In 1997, the Sapolio brand was acquired by the Peruvian company Intradevco Industrial SA, who bought it from Procter & Gamble. Intradevco owns the Sapolio brand in more than 80 countries. The Sapolio brand now markets various cleaning products in Peru and Chile.
The Intradevco company also bought its Chilean counterpart Klenzo, which held the Sapolio patent in Chile.
In 2019, the Alicorp company bought the rights of Intradevco, which owns Sapolio, making it its parent company.
References in popular culture
In the children's book, The Hundred Dresses, the main character wonders if Wanda uses Sapolio to get her forehead to shine.
In the Ed Smalle, Jerry Macy version of Singing in the Bathtub (1930), Sapolio is used as a pun: "I Sapolio you think you're smart."[6]
In Robert Heinlein's To Sail Beyond the Sunset, Brian Smith (circa 1906) asks his wife, "Mo, the papers say that food prices are up even though the farmers are squawking. And I'm certain that this bigger house is costing you more to run, if only in electricity, gas and Sapolio.
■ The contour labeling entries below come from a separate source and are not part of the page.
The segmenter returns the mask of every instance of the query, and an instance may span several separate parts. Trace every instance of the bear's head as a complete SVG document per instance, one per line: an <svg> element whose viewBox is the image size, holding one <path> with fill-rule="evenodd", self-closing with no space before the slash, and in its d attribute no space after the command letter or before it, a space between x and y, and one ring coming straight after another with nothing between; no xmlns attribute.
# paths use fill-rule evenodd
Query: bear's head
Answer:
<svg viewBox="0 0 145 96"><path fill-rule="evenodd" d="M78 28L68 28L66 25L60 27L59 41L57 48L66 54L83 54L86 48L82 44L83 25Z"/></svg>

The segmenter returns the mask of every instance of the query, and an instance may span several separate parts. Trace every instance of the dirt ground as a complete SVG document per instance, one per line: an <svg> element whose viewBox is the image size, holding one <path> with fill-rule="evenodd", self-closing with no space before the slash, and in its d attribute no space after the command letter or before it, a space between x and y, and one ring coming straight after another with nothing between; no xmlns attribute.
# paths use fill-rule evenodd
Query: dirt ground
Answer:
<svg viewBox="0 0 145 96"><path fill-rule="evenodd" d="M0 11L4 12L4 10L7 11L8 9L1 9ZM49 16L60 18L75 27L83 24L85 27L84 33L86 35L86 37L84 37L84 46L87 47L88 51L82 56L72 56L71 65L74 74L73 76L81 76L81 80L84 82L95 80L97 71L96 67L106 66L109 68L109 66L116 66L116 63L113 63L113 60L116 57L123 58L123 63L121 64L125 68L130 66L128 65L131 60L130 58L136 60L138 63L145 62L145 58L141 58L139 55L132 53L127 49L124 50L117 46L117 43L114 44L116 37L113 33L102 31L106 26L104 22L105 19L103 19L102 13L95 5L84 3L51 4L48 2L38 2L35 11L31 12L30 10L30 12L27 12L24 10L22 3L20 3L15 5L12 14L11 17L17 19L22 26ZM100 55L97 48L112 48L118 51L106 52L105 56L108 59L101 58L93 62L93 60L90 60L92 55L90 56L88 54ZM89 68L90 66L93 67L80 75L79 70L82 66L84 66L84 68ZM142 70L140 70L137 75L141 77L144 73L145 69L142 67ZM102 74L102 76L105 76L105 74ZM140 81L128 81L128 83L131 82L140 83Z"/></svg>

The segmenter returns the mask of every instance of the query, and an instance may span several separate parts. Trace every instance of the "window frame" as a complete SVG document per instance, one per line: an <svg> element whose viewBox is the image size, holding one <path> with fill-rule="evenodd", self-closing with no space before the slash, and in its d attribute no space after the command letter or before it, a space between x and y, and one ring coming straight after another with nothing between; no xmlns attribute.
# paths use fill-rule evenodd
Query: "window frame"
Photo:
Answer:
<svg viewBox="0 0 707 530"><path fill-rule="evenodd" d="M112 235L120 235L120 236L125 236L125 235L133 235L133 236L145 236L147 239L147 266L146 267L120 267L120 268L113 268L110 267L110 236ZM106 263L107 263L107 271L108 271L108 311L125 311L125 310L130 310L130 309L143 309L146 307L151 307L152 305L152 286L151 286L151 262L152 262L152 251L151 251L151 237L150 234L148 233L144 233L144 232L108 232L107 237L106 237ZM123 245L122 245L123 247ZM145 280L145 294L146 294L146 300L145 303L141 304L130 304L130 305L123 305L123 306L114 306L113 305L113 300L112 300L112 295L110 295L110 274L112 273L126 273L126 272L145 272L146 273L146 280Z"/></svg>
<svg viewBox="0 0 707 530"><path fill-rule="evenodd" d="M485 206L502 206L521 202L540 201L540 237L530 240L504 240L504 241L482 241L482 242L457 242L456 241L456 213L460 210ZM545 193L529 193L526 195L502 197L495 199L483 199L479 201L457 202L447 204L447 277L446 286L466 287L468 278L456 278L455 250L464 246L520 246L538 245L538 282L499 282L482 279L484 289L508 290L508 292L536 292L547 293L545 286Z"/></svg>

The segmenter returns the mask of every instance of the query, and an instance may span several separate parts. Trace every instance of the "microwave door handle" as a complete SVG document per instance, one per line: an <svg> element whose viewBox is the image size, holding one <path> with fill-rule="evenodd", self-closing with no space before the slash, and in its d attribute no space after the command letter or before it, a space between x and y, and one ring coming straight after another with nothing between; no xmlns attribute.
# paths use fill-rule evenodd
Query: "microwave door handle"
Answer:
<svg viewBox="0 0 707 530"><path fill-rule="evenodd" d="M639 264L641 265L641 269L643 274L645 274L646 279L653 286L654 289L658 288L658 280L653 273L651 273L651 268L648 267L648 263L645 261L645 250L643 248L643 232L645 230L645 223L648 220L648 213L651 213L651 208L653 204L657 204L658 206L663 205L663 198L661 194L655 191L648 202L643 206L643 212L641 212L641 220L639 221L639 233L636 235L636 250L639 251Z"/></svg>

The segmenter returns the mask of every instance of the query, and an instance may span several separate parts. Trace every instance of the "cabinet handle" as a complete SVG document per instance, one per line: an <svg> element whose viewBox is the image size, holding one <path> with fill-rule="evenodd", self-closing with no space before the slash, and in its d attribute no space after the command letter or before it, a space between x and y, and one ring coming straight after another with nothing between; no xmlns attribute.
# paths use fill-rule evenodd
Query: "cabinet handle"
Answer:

How much more each month do you need?"
In the book, 60 years with Men and Machines,[7] by Fred H. Colvin, (pages 122 - 123) references are made to the use of Sapolio as an abrasive in the manufacture of automobile engines, when the required fine lapping was performed by hand labor.
In the 1905 novel, The House of Mirth, by Edith Wharton (Book I - Chapter IX), a reference is made to "the mingled odour of sapolio and furniture-polish".[8]